路隘庵日剰

中年や暮れ方近くの後方凡走

この年も雨の季節で折り返す

2005年06月11日 | Weblog

 梅雨入り。
 塚本邦雄死去。

   日本脱出したし 皇帝ペンギンも皇帝ペンギン飼育係りも
   馬を洗はば馬のたましひ冴ゆるまで 人恋はばひとあやむるこころ

 戦後を代表する歌人の死。
 確かにその通りだけれど、小生散文も含めて、その華麗というか絢爛というか、ともかく華やかな措辞にちょっとついていけなかったな。時々テレビに出て、早口で淀みなくまさにケンランな喋り口で他の追随を許さない、といった感じにも。
 一時、毎日新聞が朝日の「折々の詩」に対抗して、塚本の「今朝ひらく言葉」というのをやっていたけれど、内容が該博、高尚すぎてそんなに続かなかった記憶が。
 塚本青史は長男らしい。

 歌人の死といえば、清原日出夫が死んだのも去年の丁度今頃だった。
 その死を伝える新聞の小さな死亡記事には驚いたよなあ。
 ○○日出夫氏 六十○歳 とあって、記事の終わりに、歌人清原日出夫としても知られる、みたいなことが書いてあるのだけれど、本人の肩書きが、なんと、元長野県企業局長。
 清原は確か北海道出身で大学は京都の筈だから、まずはなんで長野にいるんだと思ったものだ。

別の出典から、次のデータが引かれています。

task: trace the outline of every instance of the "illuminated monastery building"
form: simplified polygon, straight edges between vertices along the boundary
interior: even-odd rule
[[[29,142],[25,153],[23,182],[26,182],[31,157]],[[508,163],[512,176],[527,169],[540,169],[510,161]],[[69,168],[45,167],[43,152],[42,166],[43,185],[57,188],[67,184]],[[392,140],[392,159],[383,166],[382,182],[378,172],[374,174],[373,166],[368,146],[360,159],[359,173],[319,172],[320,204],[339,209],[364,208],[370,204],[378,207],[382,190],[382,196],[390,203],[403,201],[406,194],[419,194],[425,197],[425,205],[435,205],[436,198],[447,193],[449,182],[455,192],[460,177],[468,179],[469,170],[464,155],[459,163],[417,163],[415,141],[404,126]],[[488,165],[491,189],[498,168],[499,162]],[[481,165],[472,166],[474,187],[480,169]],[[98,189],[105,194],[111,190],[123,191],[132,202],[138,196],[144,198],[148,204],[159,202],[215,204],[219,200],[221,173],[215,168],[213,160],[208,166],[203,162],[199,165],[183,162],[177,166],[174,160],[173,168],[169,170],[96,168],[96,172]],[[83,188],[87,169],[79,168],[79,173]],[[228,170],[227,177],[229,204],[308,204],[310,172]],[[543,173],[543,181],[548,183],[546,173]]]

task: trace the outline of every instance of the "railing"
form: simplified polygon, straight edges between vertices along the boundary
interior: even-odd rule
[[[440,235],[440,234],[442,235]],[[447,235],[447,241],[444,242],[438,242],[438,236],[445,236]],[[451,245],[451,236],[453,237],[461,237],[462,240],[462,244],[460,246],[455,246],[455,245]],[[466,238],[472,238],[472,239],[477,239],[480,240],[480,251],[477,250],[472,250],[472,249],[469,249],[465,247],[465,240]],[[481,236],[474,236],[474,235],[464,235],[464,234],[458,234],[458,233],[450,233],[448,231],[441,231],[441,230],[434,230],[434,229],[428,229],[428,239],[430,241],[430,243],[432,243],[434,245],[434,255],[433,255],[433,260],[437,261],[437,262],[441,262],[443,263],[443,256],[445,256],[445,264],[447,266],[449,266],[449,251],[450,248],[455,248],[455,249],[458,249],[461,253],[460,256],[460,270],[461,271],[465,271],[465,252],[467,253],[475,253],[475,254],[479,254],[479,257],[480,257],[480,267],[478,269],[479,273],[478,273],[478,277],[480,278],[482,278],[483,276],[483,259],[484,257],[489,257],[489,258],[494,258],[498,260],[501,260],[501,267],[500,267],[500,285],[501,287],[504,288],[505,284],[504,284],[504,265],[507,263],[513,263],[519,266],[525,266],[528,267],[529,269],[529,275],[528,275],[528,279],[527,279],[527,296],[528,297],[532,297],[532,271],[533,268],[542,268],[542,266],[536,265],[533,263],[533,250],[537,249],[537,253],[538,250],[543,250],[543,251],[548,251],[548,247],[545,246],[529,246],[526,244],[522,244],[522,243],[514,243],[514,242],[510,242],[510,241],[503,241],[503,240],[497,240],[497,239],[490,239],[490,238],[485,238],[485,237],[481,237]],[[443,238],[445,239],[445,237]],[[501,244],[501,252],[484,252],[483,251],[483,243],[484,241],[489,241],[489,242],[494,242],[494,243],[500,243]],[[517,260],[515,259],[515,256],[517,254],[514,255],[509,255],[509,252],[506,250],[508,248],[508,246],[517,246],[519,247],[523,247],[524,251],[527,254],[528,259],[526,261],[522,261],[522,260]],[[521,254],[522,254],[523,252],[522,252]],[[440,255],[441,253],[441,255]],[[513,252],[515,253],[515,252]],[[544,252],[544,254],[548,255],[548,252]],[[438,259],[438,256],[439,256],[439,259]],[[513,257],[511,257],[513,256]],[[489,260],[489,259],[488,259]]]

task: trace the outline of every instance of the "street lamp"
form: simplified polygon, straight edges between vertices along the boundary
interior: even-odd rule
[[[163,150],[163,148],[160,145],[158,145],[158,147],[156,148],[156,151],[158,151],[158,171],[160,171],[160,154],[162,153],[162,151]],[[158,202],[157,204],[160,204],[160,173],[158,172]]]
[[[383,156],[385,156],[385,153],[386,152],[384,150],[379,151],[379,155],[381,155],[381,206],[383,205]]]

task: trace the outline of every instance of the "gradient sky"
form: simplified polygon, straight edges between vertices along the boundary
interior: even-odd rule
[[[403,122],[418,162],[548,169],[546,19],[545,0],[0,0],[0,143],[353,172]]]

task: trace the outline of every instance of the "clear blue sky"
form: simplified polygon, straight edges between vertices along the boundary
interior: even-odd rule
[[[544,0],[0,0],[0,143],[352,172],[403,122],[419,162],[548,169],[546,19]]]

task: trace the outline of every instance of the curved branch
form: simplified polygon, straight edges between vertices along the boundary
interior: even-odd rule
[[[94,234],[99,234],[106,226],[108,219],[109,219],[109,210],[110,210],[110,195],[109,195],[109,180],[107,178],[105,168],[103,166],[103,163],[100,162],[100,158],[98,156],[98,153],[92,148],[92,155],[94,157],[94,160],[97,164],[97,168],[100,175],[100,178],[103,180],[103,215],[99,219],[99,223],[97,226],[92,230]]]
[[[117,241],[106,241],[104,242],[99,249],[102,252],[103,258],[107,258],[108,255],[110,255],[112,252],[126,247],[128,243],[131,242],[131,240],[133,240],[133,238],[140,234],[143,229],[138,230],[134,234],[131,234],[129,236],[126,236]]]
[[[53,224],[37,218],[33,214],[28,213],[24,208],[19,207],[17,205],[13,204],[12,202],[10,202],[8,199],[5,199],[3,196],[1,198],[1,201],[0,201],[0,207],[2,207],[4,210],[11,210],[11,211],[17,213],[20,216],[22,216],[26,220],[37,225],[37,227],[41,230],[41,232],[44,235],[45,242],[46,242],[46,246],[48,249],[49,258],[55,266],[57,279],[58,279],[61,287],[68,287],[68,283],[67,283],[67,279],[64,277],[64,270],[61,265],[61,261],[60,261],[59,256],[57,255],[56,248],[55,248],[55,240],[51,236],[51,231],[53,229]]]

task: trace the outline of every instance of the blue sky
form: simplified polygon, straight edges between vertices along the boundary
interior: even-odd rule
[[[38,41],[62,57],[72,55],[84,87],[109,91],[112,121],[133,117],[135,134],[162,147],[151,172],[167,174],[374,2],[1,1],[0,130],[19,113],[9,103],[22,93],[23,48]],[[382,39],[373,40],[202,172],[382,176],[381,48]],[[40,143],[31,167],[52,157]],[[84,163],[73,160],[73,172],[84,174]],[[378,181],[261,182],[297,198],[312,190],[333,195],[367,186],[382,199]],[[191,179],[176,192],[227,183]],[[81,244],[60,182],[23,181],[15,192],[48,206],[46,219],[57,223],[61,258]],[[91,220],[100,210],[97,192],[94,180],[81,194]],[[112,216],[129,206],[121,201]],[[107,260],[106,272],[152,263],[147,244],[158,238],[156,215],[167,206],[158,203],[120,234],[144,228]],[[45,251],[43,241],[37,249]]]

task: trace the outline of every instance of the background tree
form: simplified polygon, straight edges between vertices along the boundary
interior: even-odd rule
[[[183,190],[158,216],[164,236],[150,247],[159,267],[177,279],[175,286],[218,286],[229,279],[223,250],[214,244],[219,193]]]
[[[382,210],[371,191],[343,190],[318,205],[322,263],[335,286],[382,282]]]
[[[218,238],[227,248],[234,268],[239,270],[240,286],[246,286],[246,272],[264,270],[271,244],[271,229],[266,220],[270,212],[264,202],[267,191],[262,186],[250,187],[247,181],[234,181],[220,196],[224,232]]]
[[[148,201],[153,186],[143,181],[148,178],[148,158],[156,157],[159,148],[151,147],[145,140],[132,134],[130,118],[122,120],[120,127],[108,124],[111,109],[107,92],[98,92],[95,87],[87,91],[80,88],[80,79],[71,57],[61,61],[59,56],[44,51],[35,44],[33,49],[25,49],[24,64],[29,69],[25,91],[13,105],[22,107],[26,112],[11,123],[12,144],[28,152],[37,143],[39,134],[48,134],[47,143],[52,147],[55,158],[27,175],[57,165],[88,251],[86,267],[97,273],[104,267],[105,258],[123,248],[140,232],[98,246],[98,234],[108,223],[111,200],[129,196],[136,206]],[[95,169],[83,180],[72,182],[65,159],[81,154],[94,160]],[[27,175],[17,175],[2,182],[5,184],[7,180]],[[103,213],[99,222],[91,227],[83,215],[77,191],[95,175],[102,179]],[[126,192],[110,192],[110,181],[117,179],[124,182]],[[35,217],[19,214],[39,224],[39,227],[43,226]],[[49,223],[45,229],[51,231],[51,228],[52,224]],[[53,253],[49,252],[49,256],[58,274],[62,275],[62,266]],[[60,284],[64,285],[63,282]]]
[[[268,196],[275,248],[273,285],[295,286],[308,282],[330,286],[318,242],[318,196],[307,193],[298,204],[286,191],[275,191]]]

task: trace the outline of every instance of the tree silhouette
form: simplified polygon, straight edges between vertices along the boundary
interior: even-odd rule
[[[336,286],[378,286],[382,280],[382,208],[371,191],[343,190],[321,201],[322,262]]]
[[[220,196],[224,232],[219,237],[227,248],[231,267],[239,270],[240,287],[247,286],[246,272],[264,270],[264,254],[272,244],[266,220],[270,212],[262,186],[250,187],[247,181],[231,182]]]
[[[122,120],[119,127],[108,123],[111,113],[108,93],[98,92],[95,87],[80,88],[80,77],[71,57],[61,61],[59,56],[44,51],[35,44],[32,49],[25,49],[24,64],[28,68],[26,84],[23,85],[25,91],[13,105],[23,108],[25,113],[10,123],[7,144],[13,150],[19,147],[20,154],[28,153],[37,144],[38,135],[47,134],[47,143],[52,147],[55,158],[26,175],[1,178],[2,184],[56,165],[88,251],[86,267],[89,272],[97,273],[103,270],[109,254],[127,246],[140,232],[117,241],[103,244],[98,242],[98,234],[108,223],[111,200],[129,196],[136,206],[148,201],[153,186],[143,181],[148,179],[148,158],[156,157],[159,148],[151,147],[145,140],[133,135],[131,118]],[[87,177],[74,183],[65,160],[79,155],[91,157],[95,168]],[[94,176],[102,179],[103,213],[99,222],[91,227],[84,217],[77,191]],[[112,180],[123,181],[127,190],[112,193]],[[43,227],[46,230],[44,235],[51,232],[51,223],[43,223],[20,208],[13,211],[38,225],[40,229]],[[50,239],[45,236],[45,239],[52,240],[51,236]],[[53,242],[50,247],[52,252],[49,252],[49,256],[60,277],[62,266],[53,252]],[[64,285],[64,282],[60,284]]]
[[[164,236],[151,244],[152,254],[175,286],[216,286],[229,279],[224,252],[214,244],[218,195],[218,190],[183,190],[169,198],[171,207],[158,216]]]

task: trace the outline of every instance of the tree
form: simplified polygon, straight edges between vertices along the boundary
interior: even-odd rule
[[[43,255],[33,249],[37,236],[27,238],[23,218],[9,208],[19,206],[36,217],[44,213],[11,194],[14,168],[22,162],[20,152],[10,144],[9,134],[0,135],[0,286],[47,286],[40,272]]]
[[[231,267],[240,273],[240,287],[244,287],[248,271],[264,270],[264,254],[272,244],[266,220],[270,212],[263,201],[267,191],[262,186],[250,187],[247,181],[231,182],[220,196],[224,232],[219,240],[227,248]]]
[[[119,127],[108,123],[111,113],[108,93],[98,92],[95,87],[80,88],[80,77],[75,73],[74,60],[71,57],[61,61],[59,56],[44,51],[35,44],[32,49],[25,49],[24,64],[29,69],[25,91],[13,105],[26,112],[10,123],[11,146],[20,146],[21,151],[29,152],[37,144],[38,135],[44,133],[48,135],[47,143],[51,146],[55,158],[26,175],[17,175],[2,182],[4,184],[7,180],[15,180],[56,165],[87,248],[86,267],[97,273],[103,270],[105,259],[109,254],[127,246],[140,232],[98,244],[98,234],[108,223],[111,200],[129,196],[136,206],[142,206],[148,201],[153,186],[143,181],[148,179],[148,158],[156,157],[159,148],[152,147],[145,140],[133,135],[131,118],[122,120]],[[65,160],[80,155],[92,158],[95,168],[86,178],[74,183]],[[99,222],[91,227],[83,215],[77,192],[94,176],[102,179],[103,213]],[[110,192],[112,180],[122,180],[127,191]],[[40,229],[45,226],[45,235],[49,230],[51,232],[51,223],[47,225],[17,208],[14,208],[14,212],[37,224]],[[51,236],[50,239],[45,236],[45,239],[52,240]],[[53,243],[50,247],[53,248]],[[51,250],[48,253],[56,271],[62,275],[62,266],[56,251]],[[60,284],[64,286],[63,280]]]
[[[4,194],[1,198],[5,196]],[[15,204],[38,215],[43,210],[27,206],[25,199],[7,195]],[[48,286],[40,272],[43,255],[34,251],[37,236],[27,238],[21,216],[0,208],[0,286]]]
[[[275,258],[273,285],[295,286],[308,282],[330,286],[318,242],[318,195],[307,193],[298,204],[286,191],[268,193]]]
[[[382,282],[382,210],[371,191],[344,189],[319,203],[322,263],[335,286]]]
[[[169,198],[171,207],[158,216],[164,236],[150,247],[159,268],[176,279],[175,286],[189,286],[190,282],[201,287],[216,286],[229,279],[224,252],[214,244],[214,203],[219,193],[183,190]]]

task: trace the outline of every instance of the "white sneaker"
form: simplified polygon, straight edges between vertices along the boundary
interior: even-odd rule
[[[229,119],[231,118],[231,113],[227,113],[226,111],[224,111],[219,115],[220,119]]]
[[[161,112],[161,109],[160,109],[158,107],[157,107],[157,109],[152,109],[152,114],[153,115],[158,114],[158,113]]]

   釈放を求める隊に夜は来て頭上投光機が秘かに置かる
   装甲車踏みつけて越す足裏の清しき論理に息つめている

 安保闘争を直裁に歌った歌人として、清原と岸上大作は双璧だろうが、岸上が自死して、清原も沈黙していつか名前も聞かなくなって、清しき論理だけが美しく息つめられていたのだったけれど・・・。
 その反乱、反体制の歌人が公務員になっていて、局長サマにまでなっていたとは、ぜんぜん知らなかったな。
 そもそも長野県企業局といえば、ビーナスラインや南アスーパー林道、その局長といえば古くは相沢天皇といった利権の奥の院といった印象。周囲も含めてどんな風に公務なさっていたんだろう、というのは下司の勘繰りだけどね。
 「なんとなくクリスタル」が知事になる直前くらいか。

 梅雨入りと同時にようやく雨。
 ひさしぶりの静かな雨もいいものだ。